FCPS works to make the grade for digital AP exams


Sixuan Wu

Senior Srija Upadhyay works on a multiple choice practice on AP Classroom as senior Anna Dimaiuta annotates a reading passage on paper.

Sixuan Wu, Online Editor

Scantron or computer, pencil or keyboard. These are the perpetual debates that trouble every test-taker, even more so following the College Board’s announcement of an in-school digital testing option for AP exams, leading to speculations regarding the upcoming testing season.

The digital option is available to schools in the 48 contiguous states and Washington, D.C. Seven AP subjects are available in digital format this year: Computer Science Principles, English Language and Composition, English Literature and Composition, European History, Seminar, U.S. History and World History: Modern.

“If it’s mainly multiple choice, I prefer paper and pencil because it’s easier to mark up the paper,” senior AP student Srija Upadhyay said. “But if I’m writing an essay, I type a lot faster than I can write, so I would prefer a digital exam.”

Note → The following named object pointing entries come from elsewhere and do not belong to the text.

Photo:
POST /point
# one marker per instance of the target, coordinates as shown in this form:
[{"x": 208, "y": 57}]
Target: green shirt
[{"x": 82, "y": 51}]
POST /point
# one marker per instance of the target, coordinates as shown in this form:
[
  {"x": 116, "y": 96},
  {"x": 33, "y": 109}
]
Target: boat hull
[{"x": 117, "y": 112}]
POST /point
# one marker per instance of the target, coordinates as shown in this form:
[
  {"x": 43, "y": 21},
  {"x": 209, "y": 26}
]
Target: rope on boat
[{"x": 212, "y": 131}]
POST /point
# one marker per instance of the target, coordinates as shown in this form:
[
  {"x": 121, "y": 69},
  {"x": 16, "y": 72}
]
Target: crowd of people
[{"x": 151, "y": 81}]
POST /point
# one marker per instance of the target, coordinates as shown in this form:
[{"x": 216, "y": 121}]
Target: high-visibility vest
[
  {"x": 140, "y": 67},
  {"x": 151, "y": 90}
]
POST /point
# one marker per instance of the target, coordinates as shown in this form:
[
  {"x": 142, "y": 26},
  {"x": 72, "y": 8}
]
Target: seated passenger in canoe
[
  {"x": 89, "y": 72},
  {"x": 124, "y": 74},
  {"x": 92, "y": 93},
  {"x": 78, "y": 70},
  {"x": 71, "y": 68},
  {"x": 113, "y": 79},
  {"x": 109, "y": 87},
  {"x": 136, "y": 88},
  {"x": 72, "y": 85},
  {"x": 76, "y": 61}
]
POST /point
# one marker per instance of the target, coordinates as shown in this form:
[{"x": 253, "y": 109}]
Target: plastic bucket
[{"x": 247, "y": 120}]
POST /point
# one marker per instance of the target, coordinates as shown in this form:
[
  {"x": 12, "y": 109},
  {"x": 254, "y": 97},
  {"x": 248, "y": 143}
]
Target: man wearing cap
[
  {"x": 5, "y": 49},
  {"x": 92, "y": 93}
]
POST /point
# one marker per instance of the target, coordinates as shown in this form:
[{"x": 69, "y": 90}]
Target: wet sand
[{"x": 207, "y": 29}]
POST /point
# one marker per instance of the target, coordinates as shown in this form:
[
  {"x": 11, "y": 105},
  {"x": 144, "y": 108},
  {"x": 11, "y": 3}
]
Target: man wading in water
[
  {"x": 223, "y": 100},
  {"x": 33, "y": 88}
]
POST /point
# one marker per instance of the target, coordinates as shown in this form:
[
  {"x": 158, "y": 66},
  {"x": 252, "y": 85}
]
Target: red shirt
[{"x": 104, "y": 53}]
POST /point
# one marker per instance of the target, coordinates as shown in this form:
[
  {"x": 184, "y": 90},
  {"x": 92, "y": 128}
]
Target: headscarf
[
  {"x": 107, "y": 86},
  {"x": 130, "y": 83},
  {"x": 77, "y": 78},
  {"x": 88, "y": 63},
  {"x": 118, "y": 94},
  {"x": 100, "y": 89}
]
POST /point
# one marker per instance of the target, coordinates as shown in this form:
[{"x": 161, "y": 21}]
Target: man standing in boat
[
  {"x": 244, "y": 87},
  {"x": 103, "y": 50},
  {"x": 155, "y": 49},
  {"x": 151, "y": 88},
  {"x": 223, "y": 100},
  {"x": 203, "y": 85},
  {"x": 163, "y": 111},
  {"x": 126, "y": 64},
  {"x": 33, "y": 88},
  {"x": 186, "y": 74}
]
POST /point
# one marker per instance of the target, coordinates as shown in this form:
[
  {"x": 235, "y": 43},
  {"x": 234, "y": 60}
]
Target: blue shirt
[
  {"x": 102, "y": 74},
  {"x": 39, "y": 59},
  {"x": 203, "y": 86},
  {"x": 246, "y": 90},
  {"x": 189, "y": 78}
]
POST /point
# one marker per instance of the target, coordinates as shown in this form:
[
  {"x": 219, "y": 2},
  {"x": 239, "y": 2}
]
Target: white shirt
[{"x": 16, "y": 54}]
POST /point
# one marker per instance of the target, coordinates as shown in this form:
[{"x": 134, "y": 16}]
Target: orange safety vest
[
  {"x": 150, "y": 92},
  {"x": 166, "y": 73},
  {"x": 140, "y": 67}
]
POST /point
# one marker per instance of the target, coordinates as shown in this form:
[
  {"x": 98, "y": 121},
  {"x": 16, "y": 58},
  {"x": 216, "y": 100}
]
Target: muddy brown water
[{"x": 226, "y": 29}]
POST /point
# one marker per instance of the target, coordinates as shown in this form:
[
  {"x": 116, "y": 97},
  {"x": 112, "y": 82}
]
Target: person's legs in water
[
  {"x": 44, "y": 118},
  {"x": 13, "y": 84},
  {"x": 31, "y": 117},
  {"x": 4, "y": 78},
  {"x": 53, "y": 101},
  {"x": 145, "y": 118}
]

Multiple staff members of Fairfax County Public Schools (FCPS), including tech support specialists, AP testing coordinators and staff from the Office of Advanced Academics, evaluated whether the county has the technology and infrastructure needed to administer the digital AP testing smoothly this year, according to high school educational specialist for advanced academic programs Rebecca Small. After evaluation, FCPS decided on March 13 that Herndon High School will pilot all the digital exams this year, as they are the only school that has the infrastructure needed to support digital AP testing for all seven available subjects. All the other schools will only administer AP Seminar and AP European History in the digital format.

“I think [the county’s decision] actually helps this year, because it takes away that uncertainty of students sitting for an electronic exam in a building and then all of a sudden, the electricity goes out,” social studies teacher Charles Koch, who teaches AP Seminar, said. “The decision the county has made is the right decision for this year, because it takes away that uncertain element that creates stress for students, exam administrators, everyone.”

Some of the challenges of implementing digital testing in all FCPS schools include a lack of sufficient electricity in large testing spaces to provide outlets to all students during the exam. Additionally, some testing spaces do not have stable Wi-Fi to support digital AP testing on a greater scale, which is required to access and submit the digital exams.

“As part of understanding the infrastructure needs for large scale digital AP tests moving forward, having [Herndon High School] pilot the digital AP tests in 2023 will benefit the division moving forward,” Small said via email.

According to the College Board, digital exams will be administered on Bluebook, an online testing platform that is already used for international SATs this year. Digital exams will include the same sections, number and choice of questions and timing as the paper exams. The College Board will apply a psychometric equating and linking process to make sure that all exams have comparable and equitable results, regardless of format. Still, some students have concerns regarding both digital and paper-pencil exams being graded under the same standard.

Just grading people the same way when they are taking [the exams] in two different ways would not seem fair to me.

— senior Srija Upadhyay

“Each student takes a test differently,” Upadhyay said. “Some people might do better online, some people might do better on paper. There are already disparities, and just grading people the same way when they are taking [the exams] in two different ways would not seem fair to me.”

FCPS departments and offices will continue to work together to assess digital AP testing readiness, and hope to make necessary upgrades to the infrastructures in large testing spaces so that all schools may access digital AP testing in the next school year, according to Small.

“I think within the next two to three years, all exams will be taken digitally,” Koch said. “I think now they’ve identified what the issues are, what the impediments are to giving them now, they have time to work on it.”